Paris - Im Kampf gegen lästigen Hundekot auf der Straße greift eine Vorstadt von Paris zu drastischen Mitteln. Um Herrchen und Frauchen zur Mitnahme der Hinterlassenschaften ihrer Vierbeiner zu bewegen, nutzt die Verwaltung von Montereau-Fault-Yonne künftig das Videoüberwachungssystem.

Mit Hilfe der rund 60 Kameras soll die Gemeindepolizei Hundehalter mit mangelndem Bürgersinn identifizieren und verwarnen. Beim zweiten Vergehen werden 35 Euro Bußgeld fällig. "Wir haben über Plakate und Tütenspender in die Prävention investiert. Es funktioniert nicht", begründete Bürgermeister Yves Jégo am Montag in der Tageszeitung "Le Parisien" den ungewöhnlichen Schritt. Seinen Angaben zufolge laufen in Montereau-Fault-Yonne täglich Kinder auf dem Schulweg in Hundekot. 200 000 Euro im Jahr soll die Beseitigung der tierischen Exkremente kosten.

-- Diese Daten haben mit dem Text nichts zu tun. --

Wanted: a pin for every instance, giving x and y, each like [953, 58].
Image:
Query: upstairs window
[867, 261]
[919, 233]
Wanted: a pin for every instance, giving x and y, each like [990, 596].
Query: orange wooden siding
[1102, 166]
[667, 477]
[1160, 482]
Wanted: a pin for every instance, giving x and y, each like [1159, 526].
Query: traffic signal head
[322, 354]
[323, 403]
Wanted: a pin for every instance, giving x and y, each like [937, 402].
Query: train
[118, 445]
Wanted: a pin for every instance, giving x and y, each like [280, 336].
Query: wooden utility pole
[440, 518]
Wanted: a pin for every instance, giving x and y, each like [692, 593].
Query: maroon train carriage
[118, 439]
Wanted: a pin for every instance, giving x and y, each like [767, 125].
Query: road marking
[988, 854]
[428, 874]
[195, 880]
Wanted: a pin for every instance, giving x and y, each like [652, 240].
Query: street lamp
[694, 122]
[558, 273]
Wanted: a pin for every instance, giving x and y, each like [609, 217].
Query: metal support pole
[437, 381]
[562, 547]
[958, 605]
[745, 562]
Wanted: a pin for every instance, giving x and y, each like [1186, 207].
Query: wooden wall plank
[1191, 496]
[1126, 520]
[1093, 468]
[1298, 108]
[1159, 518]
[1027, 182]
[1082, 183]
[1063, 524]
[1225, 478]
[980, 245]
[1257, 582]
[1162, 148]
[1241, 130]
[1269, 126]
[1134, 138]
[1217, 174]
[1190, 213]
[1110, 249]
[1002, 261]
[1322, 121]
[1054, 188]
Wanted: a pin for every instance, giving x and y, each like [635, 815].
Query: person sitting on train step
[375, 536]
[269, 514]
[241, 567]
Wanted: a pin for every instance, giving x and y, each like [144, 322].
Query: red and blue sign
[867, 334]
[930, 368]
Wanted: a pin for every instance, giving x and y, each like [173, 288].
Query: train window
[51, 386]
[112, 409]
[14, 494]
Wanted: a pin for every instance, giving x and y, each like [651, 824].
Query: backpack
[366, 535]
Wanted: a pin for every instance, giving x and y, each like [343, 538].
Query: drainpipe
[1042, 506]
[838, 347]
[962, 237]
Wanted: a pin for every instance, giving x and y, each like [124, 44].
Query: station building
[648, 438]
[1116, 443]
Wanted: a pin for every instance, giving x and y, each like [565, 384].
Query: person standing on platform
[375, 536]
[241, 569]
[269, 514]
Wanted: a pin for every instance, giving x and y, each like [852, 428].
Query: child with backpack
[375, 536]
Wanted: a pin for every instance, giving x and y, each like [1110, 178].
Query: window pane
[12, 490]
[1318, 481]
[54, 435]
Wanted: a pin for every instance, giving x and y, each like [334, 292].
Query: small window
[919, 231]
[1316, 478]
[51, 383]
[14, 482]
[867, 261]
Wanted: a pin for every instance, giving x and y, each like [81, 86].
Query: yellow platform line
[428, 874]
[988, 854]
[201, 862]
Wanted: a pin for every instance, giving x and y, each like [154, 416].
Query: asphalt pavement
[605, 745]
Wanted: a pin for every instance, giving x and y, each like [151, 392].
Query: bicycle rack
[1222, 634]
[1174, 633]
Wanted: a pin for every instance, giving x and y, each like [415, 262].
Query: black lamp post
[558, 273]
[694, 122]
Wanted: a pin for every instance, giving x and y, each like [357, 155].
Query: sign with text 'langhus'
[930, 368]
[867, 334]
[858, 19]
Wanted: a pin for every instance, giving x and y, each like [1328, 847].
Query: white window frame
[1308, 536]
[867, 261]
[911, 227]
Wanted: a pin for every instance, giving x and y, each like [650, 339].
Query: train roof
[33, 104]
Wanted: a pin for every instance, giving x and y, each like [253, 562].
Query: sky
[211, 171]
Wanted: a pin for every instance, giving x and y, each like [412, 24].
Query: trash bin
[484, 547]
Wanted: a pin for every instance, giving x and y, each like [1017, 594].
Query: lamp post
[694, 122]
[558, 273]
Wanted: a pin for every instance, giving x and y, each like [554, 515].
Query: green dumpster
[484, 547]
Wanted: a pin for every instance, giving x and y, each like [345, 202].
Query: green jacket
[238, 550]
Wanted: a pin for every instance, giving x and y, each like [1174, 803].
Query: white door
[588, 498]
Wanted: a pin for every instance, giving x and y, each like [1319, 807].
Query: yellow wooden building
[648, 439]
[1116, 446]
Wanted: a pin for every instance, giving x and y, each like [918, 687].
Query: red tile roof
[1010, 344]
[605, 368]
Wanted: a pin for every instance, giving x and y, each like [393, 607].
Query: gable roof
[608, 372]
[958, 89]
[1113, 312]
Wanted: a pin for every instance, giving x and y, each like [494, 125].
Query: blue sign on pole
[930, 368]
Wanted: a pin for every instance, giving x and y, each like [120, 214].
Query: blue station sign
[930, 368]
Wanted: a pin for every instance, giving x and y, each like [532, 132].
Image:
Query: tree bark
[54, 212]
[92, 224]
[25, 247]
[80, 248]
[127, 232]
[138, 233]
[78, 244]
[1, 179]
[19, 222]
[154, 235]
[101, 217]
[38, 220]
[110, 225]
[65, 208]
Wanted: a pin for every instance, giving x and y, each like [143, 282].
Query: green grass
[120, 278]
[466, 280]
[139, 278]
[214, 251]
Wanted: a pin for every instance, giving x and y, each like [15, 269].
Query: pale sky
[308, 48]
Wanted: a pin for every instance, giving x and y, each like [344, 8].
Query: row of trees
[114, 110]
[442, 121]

Gleichzeitig betonte der Bürgermeister, dass die Videoüberwachung natürlich nie extra für die Hundebesitzer-Überwachung installiert worden wäre. "Ich nutze die Technik, um eine saubere Stadt zu bekommen", sagte Jégo. Rechtliche Probleme sieht er nicht. Die zuständigen Aufsichtsbehörde habe bereits grünes Licht für die ungewöhnliche Nutzung der Kameras gegeben, erklärte er.